Beginnings and rise to popularity
Julie London was born Nancy Peck in Santa Rosa, California in September 26, 1926. Show business ran in the family, as both her parents were members of a vaudeville troupe. It’s no surprise that the young Nancy started her inevitable path to entertainment quite young. An alumna of the now-defunct Hollywood Professional School, London had begun appearing in films in bit parts. Before her film work, London had also started singing under the name of Gayle Peck.
When she was 20 or 21 years old, London married actor Jack Webb, who later rose to fame on the television series Dragnet. They divorced in 1954.
In terms of her singing career, Julie London released her debut album Bethlehem’s Girlfriends in 1955. Since then, London had released 30-plus other albums, the most successful on the Billboard 200 being Julie Is Her Name (1955, at #2), Lonely Girl (1956, at #16), Calendar Girl (1956, at #18), and About The Blues (1957, at #15). The beautiful singer-actress also got her fame largely in part due to her provocative “pin-up girl” poses on many of her album covers. Despite this come-hither image, she was actually shy behind the camera.

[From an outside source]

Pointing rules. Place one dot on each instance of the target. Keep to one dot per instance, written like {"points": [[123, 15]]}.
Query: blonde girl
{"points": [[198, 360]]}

London also developed her own style of singing, her repertoire being jazz which she loved. Despite lacking in range found in other jazz singers like say, Sarah Vaughan or Ella Fitzgerald, she had this certain “smokiness” in her singing. Her smoldering and sultry vocal style, coupled with a sense of restraint and tenderness, brought her distinction.
Although London made many records, her most successful one in her career was “Cry Me a River,” released in November 1955 and appeared on her most commercially successful album Julie Is Her Name. The song was written by her classmate Arthur Hamilton, originally intended for Fitzgerald to sing in the film Pete Kelly’s Blues (although the project never pushed through, Fitzgerald did record a later version of that song). The single was produced by jazz pianist/singer/composer/actor Bobby Troup, whom London would marry in 1959. “Cry Me a River” broke into the Billboard Hot 100, peaking at #9 — her only Top Ten (or Top 20, or even Top 40) hit ever.

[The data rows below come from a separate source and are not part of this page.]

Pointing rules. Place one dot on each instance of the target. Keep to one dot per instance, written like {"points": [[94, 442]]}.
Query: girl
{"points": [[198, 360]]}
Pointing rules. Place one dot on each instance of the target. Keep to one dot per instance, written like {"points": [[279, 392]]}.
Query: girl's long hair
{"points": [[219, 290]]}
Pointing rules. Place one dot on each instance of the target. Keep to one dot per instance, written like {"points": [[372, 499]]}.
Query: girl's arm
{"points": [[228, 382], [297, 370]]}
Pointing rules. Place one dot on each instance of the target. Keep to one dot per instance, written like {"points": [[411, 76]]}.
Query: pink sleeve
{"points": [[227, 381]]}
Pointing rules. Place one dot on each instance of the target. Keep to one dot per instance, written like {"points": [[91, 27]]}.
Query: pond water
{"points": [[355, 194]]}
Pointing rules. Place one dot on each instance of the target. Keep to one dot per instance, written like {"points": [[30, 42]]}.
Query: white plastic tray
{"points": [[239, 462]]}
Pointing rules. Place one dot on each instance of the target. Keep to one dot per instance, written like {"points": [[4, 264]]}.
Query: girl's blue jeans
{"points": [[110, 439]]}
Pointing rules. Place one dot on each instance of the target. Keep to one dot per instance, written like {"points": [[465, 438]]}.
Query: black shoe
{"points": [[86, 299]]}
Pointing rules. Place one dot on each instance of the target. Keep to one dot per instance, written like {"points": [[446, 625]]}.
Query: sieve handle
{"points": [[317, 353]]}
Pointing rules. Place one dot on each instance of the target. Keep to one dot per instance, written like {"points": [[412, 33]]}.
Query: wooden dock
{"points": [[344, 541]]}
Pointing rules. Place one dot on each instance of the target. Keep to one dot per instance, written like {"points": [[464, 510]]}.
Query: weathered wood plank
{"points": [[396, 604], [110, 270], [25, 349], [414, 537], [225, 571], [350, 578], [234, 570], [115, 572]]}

London performed “Cry Me A River” on the Tom Ewell/Jayne Mansfield-starred musical comedy The Girl Can’t Help It, which did bolster the single’s success.
London’s last studio LP was 1969’s Yummy, Yummy, Yummy which featured the title track, her cover of the Ohio Express bubblegum pop hit. Her other higher-charting hit was “Like to Get to Know You,” which peaked at #15 on the easy listening singles chart.
As an actress, London did a lot of work in film and television. She appeared on a little over twenty films and many appearances on TV variety and drama shows. But the most known TV show she had starred in was the NBC medical drama Emergency! in the 1970s. The show was produced by London’s ex-husband Webb, and also starred her current husband Troup.
In her later years, London suffered a massive stroke, and passed away in 2000, on October 18 — the birth date of her husband Troup who died a year earlier. She was 74 years old.
“Cry Me a River” has undergone many cover versions by a wide range of artists, from chanteuses Crystal Gale, Shirley Bassey and Linda Ronstadt to rockers Jeff Beck and Aerosmith. It has even been re-recorded in several languages. But everyone knows that a big part of Julie London’s fame is still inextricably connected with the song which she had immortalized.